The operation of the present invention will be described below with reference to the above embodiment. The load cell 10 detects the decrease in the amount of molten metal supplied to the tundish 3 from the ladle 1 through the injection nozzle 2 per unit time. Then, the molten metal pouring amount calculator 11 calculates the molten metal pouring amount based on the reduced amount, and inputs the calculated molten metal pouring amount to the computer 12. At this time, the vibration output signal detected by the vibration detector 4 is amplified by the amplifier 7, and the detection signal from which noise has been cut by the filter 8 is converted into an analog waveform signal by the signal converter 9 and input to the computer 12.

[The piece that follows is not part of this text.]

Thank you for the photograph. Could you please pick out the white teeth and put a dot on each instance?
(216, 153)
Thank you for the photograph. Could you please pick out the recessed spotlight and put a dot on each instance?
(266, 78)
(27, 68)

The injection nozzle 2 as an analog waveform signal corresponding to the pouring amount input to the computer 12
The computer 12 determines whether the vibration amount is included in the normal region A or the abnormal regions B and C of the determination reference model stored by the computer 12, and determines that the vibration amount is in the abnormal region B or C. Is to sound the abnormality occurrence notification buzzer 13 to notify the operator of the abnormality of the injection nozzle 2.

[0010]

The present invention is based on the finding that the present inventors have found that there is a correlation between the amount of molten metal poured and the amount of vibration of the injection nozzle.
The range of the amount of vibration of the input nozzle is defined as a normal area, and injection is performed.
Vibration of injection nozzle against pouring volume when nozzle is abnormal
Create a criterion model that partitions the range of quantity into an abnormal area.
And stores the criterion model in a computer.
Since the computer determines whether the amount of vibration of the injection nozzle during hot water is included in the normal region or the abnormal region of the determination reference model and detects the abnormality of the injection nozzle, the abnormality of the injection nozzle during pouring Can be immediately determined, and the operator can immediately take an appropriate countermeasure, so that it is possible to reliably prevent the occurrence of a serious quality trouble that all molten metal in the ladle is oxidized by air. In addition, the vibration detector that detects the vibration of the injection nozzle can use the one that was used for the detection of molten steel at the start of injection and the slag detection that were conventionally performed. Since the calculation is performed based on the detection signal of the load cell used conventionally, there is no need to newly install a vibration detecting device or a pouring amount detecting device, and there is also an advantage that the abnormality determination of the injection nozzle can be performed extremely inexpensively. Things. Therefore, the present invention is extremely large in bringing to the industry as an injection nozzle abnormality determination method which solves the conventional problems.

[Brief description of the drawings]

FIG. 1 is a schematic diagram showing an embodiment of the present invention.

FIG. 2 is a criterion model diagram showing a normal region and an abnormal region in the molten metal pouring amount and the injection nozzle vibration amount of the present invention.

[Explanation of symbols]

 2 injection nozzle 12 computer

──────────────────────────────────────────────────の Continued on the front page (51) Int.Cl. ⁷ identification code FI B22D 46/00 B22D 46/00 G01H 1/00 G01H 1/00 G (58) Investigated field (Int.Cl. ⁷ , DB name ) G01M 13/00 B22D 2/00 B22D 11/10 330 B22D 11/16 104 B22D 41/50 510 B22D 46/00 G01H 1/00

Claims (1)

(57) [Claims] 1. A molten metal pouring amount per unit time and pouring.
In relation to the vibration amount of the nozzle (2), the injection nozzle (2)
Of the injection nozzle (2) with respect to the pouring volume when the pressure is normal
Area is defined as a normal area, and the injection nozzle (2) is abnormal.
Range of the amount of vibration of the injection nozzle (2) with respect to the pouring amount
A judgment reference model is created by dividing the
The judgment reference model is stored in the computer (12) and
A method for determining whether or not the amount of vibration of the injection nozzle (2) is included in a normal region or an abnormal region of the determination reference model by a computer (12).